Devasa rüzgar tekerleği “Windwheel”, hem kendi bünyesinde barındırdığı konutlara hem de tüm şehre yetecek kadar elektrik üretebilecek.
Şu an kullanımda olan üç kanatlı rüzgar değirmenleri rüzgarın taşıdığı kinetik enerjiyi önce mekanik enerjiye çeviriyor sonra da bu mekanik enerjiyi elektrik enerjisine çeviriyordu.
Windwheel’in getirdiği en büyük yenilik, rüzgarın taşıdığı enerjiyi mekaniğe çevirmeden elektriğe dönüştürebilmesi. Aradaki bir enerji dönüşümünü elemek, verimi çok yükseltecek bir adım olacak.

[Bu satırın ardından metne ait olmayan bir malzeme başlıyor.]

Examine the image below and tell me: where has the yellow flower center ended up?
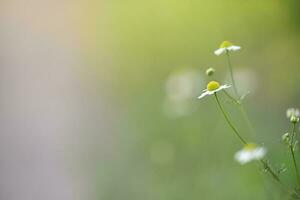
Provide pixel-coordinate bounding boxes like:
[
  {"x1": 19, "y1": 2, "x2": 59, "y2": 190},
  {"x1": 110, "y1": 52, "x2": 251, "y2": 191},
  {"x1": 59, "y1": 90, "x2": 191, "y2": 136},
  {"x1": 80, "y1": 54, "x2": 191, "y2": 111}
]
[
  {"x1": 207, "y1": 81, "x2": 220, "y2": 91},
  {"x1": 220, "y1": 40, "x2": 232, "y2": 48},
  {"x1": 244, "y1": 143, "x2": 257, "y2": 151}
]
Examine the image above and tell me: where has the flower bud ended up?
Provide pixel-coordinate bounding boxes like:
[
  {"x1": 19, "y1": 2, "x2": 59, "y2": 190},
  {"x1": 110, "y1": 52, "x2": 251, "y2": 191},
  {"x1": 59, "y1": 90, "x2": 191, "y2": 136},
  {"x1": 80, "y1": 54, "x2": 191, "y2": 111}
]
[{"x1": 206, "y1": 67, "x2": 216, "y2": 76}]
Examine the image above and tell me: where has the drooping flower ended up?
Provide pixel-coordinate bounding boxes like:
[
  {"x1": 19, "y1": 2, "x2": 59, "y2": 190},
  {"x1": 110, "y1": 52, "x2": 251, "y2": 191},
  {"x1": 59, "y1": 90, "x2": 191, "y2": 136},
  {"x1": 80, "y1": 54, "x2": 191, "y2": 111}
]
[
  {"x1": 286, "y1": 108, "x2": 300, "y2": 123},
  {"x1": 234, "y1": 143, "x2": 267, "y2": 165},
  {"x1": 198, "y1": 81, "x2": 231, "y2": 99},
  {"x1": 214, "y1": 40, "x2": 241, "y2": 56}
]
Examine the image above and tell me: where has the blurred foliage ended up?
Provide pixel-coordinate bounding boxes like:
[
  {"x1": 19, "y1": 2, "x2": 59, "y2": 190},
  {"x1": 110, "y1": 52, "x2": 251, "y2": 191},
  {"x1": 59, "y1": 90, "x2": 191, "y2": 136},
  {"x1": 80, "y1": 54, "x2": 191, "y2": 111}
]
[{"x1": 89, "y1": 0, "x2": 300, "y2": 200}]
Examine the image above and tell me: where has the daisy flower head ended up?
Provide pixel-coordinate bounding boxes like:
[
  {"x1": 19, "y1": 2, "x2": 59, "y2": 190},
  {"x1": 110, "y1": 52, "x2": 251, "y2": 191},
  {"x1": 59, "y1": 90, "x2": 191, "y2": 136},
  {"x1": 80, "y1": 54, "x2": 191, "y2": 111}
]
[
  {"x1": 198, "y1": 81, "x2": 231, "y2": 99},
  {"x1": 286, "y1": 108, "x2": 300, "y2": 123},
  {"x1": 234, "y1": 143, "x2": 267, "y2": 165},
  {"x1": 214, "y1": 40, "x2": 241, "y2": 56}
]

Peki Delft Teknoloji Üniversitesi’nin de katkılarıyla geliştirilen Windwheel bu tek adımda elektrik enerjisine geçişi nasıl becerecek? Kısaca şöyle; Windwheel’in içinde bir elektrik alan oluşturulacak ve içine pozitif yüklü su molekülleri püskürtülecek. Pozitif yüklü su elektrik alanında eksi kutba doğru hareket ederken, rüzgar bu kütleli molekülleri geri ittirecek ve tekrardan potansiyel kazandıracak. Bu aynı, bir tepeden yuvarlanan taşa tekrar kuvvet uygulayarak yine tepeye çıkartmak ve bir daha bir daha yuvarlamak gibi…
Rüzgarın su üzerinde uyguladığı kuvvet ile tekrar kazandırılan potansiyel daha sonra yıldırımlara benzer bir şekilde elektrik akımı olarak alınacak.
Windwheel yapılarının üzerlerinin güneş panelleriyle kaplanması, konut atıklarından biyogaz elde edilmesi gibi yine yeşil teknolojilerle tüm kompleksin karbon ayak izini en aza indirme iddiası insanı heyecanlandırıyor.
Bu verimli yöntem ticarileşebilirse, elektrik faturalarını tarihi belgelere dönüştürme potansiyeli taşıyor. Korkum; bu yaz hepimizin diline yapışan “esmiyor” coğrafyalarında tekerlerin durması.